There was never an opportunity to introduce a specific salary cap, like in North American sports, because UEFA has 55 member states and has to deal with the labor and competition laws of the European Union and member states.

But under UEFA’s new regulations, clubs will be forced to limit spending on player and staff salaries, transfers and brokerage fees to 70 percent of total revenue by 2025/26.

The ceiling will drop as current contracts expire: 90 percent of club income in 2023/24, followed by 80 percent the following season and then 70 percent.

“Before the pandemic, the average ratio was less than 70 percent,” said Andrea Traverso, UEFA director of financial sustainability.

Then the health crisis led to losses over two seasons of about seven billion euros, increasing that ratio.

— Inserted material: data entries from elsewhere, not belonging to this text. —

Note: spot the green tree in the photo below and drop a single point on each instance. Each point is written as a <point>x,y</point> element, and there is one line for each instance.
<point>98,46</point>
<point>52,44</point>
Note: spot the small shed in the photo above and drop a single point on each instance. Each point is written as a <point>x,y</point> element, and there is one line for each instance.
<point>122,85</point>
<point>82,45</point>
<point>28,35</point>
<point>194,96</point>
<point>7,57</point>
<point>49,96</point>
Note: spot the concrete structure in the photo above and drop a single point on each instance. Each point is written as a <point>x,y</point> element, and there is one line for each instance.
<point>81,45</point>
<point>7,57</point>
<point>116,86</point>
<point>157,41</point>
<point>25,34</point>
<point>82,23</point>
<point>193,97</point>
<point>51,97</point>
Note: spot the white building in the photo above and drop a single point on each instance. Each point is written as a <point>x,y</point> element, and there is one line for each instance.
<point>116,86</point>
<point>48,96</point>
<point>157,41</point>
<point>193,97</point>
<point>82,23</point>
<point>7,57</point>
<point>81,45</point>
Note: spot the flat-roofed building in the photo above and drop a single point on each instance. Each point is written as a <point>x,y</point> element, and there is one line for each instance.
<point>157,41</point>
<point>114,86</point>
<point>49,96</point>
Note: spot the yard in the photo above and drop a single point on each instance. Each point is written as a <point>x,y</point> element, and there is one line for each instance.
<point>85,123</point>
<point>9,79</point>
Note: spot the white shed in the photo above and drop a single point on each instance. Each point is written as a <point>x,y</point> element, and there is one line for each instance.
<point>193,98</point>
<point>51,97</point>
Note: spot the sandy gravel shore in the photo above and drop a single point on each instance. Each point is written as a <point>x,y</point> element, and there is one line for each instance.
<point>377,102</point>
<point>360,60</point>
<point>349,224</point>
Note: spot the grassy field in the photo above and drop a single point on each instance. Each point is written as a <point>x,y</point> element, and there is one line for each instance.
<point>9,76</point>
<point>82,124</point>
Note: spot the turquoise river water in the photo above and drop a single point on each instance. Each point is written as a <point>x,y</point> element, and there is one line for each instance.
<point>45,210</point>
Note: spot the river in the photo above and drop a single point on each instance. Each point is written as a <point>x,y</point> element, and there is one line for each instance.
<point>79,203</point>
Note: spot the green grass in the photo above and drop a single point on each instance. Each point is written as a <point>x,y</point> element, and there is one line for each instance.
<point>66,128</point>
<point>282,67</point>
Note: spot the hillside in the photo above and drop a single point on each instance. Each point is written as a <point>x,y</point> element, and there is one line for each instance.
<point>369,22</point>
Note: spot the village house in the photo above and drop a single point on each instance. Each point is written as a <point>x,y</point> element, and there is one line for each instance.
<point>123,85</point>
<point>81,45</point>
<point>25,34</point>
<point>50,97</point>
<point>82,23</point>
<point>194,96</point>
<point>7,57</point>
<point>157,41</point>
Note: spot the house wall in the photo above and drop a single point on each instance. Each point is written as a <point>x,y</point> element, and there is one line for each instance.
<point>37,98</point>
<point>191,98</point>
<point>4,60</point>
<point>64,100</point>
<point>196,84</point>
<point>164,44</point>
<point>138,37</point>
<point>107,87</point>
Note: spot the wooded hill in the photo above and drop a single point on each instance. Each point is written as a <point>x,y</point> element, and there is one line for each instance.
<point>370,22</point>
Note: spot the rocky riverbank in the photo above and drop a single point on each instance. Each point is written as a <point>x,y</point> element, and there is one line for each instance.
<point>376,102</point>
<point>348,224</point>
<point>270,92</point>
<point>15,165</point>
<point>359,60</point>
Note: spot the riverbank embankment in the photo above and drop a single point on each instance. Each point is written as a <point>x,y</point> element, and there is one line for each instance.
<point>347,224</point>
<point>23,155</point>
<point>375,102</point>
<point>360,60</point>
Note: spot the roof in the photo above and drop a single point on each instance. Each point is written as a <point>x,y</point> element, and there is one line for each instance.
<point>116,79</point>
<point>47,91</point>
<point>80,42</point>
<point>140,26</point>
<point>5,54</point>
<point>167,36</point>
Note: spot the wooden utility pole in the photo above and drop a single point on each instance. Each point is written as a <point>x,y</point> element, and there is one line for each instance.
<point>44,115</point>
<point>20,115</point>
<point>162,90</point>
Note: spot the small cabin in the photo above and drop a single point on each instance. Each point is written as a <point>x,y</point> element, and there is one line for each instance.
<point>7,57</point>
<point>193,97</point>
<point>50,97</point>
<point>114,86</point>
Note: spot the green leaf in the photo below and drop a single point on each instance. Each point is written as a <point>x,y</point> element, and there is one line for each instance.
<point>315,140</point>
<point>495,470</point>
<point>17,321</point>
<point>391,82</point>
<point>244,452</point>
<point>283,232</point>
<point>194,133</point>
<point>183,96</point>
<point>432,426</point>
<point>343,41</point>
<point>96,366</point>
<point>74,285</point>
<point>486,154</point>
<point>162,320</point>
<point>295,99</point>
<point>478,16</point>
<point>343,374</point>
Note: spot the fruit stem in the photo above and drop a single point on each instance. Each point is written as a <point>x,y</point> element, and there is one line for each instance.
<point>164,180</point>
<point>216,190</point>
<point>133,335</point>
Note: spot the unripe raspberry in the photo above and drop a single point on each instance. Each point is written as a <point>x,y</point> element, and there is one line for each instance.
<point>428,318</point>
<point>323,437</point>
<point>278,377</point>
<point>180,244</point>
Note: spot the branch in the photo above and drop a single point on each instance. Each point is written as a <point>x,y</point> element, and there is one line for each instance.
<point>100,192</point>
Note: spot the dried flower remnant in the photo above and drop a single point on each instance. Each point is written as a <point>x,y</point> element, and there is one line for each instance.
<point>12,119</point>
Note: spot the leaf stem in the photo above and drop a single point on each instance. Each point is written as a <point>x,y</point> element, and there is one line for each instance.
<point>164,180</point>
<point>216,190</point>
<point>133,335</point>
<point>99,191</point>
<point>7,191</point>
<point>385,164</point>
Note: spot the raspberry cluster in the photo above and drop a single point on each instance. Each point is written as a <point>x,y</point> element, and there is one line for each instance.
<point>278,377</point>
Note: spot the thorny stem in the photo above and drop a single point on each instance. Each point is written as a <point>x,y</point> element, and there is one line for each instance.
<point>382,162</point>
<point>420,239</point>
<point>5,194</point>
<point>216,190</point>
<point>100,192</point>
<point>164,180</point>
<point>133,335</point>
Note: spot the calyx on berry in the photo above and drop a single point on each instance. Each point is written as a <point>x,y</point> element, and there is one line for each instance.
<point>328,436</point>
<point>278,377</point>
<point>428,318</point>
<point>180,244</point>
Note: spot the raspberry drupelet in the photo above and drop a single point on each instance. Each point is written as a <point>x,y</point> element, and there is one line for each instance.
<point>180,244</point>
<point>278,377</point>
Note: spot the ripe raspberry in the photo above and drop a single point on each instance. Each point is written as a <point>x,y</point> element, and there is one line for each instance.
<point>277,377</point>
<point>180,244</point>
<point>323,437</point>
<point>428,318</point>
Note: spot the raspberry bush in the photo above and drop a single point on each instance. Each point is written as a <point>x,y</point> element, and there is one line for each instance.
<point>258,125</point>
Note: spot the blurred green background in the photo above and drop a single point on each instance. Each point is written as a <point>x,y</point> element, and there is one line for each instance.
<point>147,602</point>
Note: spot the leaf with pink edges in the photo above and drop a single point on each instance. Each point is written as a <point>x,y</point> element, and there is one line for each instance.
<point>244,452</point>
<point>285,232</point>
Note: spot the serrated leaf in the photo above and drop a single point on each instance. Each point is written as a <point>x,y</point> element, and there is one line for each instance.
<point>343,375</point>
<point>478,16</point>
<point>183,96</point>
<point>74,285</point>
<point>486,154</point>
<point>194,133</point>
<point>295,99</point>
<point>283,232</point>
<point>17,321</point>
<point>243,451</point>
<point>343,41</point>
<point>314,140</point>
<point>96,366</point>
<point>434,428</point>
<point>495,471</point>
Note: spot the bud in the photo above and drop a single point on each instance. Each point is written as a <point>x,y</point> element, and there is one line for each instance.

UEFA president Aleksander Ceferin arrives to address a press conference after a UEFA board meeting on 7 April 2022 in Nyon, as UEFA replaced the FFP.Source: AFP

– Financial and sporting fines –

Ceferin said violations of the new rules “will result in predetermined financial penalties and sporting measures”.

The size of the fines will depend on how much clubs have crossed the threshold, with that money then being redistributed to the well-mannered – in line with the idea of ​​a “luxury tax” that Ceferin has advocated in the past.

Serious or repeated violations will lead to sporting penalties, which Traverso says could range from bans on the use of certain players and limits on team sizes, to points deductions in the new Champions League group stage to be introduced from 2024.

He added that there are ongoing discussions about the possibility of teams being relegated from one European competition to another, for example from the Champions League to the Europa League.

FFP’s fate in its current guise was sealed when Manchester City successfully appealed in 2020 to the Court of Arbitration for Sport (CAS) to overturn a two-year ban on European competition.

Abu Dhabi-owned City has been accused of deliberately inflating the value of the revenues of Emirati sponsors Etisalat and Etihad Airways to comply with FFP regulations.

State clubs like City and Qatar-backed PSG may still be in a position to spend much more than their rivals, despite the new 70 per cent rule.

Meanwhile, traditional giants like Barcelona and Juventus – two of the main backers of the failed European Super League project – still saw their ambitions limited by the need to deleverage.

The new rules come at a time when top football is dominated by a smaller and more select group of clubs than ever, but Traverso said improving the balance of competition required more than just financial measures.

Now that UEFA has announced its new fiscal rules after months of deliberations, he said the agency would “open a new chapter and take different measures”.